Invasion of Privacy: The Globe at SUNY Geneseo
To join the Shakesphere club at Geneseo, or not to join, that is the question!
Photo courtesy of Co-News Editor Madilyn Becker
SUNY Geneseo students feeling like there is Much Ado About Nothing on campus should direct their attention to The Globe, Geneseo’s Shakesphere club centered around “bonding, [being] surprising, [and] whimsical,” as founders Sonia Horowitz and Ella Singer put it while discussing their club with The Lamron. The club, which reads a different Shakesphere play each semester, is waiting for new, enthusiastic members to come join the fun, and are currently reading the play, Much Ado About Nothing.
Sonia Horowitz, a junior at SUNY Geneseo with an English creative writing major and theater minor, and Ella Singer, who is also a junior majoring in English creative writing, and minoring in museum studies, told The Lamron that they started The Globe as a space for lovers of literature and whimsical fun, to “interact with Shakespeare on a more casual level… [in a way] that everybody can do.”
The Globe meetings always consist of table reads of that semester’s Shakespeare play, after spinning a wheel to determine who will act as which character. The Globe’s founders explained that these reads let everyone “slow [the story] down a bit and… understand it a bit better” while also “get[ting] a little more adventurous with it.” Most students have been forced to read a Shakesphere play in high school, but Sonia and Ella founded The Globe—named after the iconic Globe Theatre in London where Shakespeare originally performed some of his iconic plays—“for art to be more accessible” and to allow Geneseo students to form connections with the art and each other. Sonia put it best: “we’re all kind of in the same boat” trying to understand the art of Shakespeare’s plays, and falling in love with the art, while making some new friends along the way!
Besides acting out the plays, which Sonia says helps her personally, and others, to better understand the story than simply reading it, The Globe also hosts some "Shakespeare inspired events,” as Ella told The Lamron. Events include Shakespeare Trivia, themed club meetings relating to the Shakespeare play currently being read, and watching movies inspired by Shakespearean work, such as 10 Things I Hate About You (1999), which was inspired by Shakesphere’s The Taming of The Shrew, Ella further elaborated.
Despite having read several of Shakespeare’s works as part of the club, including Macbeth, TwelfthNight, Hamlet, and Much Ado About Nothing, they were able to narrow down their own personal favorites. Sonia named Hamlet as her favorite Shakespearean play, while Ella described her recently-found joy in Shakespeare’s A Midsummer Night’s Dream. However, they both agreed that every play is fun to read as a group, as acting together shows off everyone’s personalities and own interpretations of the stories. Recently, as Ella and Sonia described, The Globe got to try out reading off cue cards, where actors do not have everyone’s lines, only their own. While they agreed it took some time to master the art of reading and understanding cues, they also agreed the experience was a “fun” and “kind of different way” to read the plays.

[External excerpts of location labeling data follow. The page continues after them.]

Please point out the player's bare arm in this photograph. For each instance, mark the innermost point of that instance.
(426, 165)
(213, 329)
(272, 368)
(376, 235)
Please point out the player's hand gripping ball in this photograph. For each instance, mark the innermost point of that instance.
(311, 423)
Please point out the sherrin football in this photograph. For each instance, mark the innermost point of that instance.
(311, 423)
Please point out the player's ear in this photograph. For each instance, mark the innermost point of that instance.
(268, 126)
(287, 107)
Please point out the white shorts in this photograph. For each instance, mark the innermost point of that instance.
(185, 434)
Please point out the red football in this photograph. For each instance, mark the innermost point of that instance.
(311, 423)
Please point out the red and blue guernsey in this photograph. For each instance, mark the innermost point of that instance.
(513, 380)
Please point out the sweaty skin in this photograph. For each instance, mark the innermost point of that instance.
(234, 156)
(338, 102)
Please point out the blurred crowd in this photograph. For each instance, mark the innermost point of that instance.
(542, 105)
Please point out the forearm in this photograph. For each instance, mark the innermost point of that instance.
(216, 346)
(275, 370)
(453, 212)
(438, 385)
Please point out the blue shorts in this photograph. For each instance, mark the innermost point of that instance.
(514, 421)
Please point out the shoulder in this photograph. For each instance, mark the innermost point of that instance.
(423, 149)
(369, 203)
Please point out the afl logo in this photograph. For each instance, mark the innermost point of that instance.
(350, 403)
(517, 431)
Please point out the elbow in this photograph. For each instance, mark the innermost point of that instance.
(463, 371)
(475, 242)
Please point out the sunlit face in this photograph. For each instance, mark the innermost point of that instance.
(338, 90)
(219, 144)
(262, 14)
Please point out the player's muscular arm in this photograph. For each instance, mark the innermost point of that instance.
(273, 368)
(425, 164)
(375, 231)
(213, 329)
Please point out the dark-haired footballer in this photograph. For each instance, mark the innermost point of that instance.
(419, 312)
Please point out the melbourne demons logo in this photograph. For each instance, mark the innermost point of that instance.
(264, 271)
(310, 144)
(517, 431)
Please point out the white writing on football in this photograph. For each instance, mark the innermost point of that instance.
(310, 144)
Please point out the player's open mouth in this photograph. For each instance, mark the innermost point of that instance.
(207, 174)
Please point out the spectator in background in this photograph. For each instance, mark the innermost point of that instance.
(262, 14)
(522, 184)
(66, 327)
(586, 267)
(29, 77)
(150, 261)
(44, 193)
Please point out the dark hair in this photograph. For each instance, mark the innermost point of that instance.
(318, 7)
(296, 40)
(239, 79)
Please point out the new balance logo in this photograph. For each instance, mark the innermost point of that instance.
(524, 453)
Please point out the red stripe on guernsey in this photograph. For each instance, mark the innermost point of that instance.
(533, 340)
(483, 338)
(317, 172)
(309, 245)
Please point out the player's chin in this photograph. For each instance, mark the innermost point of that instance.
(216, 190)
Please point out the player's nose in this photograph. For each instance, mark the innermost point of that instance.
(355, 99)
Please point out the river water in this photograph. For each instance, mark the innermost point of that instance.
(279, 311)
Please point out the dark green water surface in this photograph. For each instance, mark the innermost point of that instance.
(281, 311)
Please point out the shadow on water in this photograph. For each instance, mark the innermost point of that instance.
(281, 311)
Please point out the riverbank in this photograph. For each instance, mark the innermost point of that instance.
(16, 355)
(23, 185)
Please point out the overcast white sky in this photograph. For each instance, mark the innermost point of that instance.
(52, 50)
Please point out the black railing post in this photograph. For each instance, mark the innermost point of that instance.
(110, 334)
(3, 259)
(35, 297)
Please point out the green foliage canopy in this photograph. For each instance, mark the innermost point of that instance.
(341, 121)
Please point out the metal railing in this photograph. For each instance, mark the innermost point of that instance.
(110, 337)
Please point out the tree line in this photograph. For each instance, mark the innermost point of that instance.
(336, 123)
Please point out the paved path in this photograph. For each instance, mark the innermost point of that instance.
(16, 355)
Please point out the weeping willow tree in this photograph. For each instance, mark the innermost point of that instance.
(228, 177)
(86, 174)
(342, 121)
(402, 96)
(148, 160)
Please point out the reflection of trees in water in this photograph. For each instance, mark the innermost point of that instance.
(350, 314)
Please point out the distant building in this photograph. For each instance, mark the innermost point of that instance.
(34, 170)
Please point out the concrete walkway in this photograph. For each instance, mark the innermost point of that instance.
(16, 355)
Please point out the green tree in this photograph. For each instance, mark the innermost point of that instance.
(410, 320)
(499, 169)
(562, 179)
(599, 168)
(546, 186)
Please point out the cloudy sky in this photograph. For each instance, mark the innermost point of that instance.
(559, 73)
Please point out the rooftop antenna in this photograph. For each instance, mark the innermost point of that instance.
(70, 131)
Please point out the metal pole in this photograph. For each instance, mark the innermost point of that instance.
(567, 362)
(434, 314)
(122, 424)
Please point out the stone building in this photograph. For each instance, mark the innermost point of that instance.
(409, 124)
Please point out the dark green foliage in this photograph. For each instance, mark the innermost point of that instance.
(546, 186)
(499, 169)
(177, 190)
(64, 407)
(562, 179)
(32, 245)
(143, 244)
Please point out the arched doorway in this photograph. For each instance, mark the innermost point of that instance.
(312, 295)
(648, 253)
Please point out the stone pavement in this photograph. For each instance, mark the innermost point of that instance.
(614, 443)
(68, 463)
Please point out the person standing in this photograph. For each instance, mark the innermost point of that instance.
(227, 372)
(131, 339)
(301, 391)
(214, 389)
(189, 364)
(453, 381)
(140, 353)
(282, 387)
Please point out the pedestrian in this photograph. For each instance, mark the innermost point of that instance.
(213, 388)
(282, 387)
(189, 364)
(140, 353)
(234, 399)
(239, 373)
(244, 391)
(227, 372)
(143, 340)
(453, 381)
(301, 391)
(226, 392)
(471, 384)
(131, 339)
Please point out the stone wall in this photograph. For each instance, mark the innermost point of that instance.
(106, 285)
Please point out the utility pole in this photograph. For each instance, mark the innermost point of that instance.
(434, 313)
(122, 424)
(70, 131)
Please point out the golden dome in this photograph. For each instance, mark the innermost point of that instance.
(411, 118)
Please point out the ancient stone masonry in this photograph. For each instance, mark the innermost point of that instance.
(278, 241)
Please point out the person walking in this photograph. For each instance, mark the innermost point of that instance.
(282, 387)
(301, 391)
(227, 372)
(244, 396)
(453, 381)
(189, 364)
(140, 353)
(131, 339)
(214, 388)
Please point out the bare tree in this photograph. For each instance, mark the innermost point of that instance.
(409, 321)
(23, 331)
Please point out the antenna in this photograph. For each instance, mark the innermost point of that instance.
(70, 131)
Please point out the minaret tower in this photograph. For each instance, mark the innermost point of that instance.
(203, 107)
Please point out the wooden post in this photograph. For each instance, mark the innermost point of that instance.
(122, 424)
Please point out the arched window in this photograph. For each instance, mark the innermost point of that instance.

In between forming bonds with each other and falling in love with Shakespeare’s art, The Globe members practice the skill of reading Old English. Ella explained the “challenge… is worth it” to get the most out of Shakespeare’s writing.
“Where art thou meetings of The Globe?” Geneseo students might ask. The club meets every Friday evening at 5 p.m. in Welles 115, and is always welcoming new faces who want to get in on the whimsy!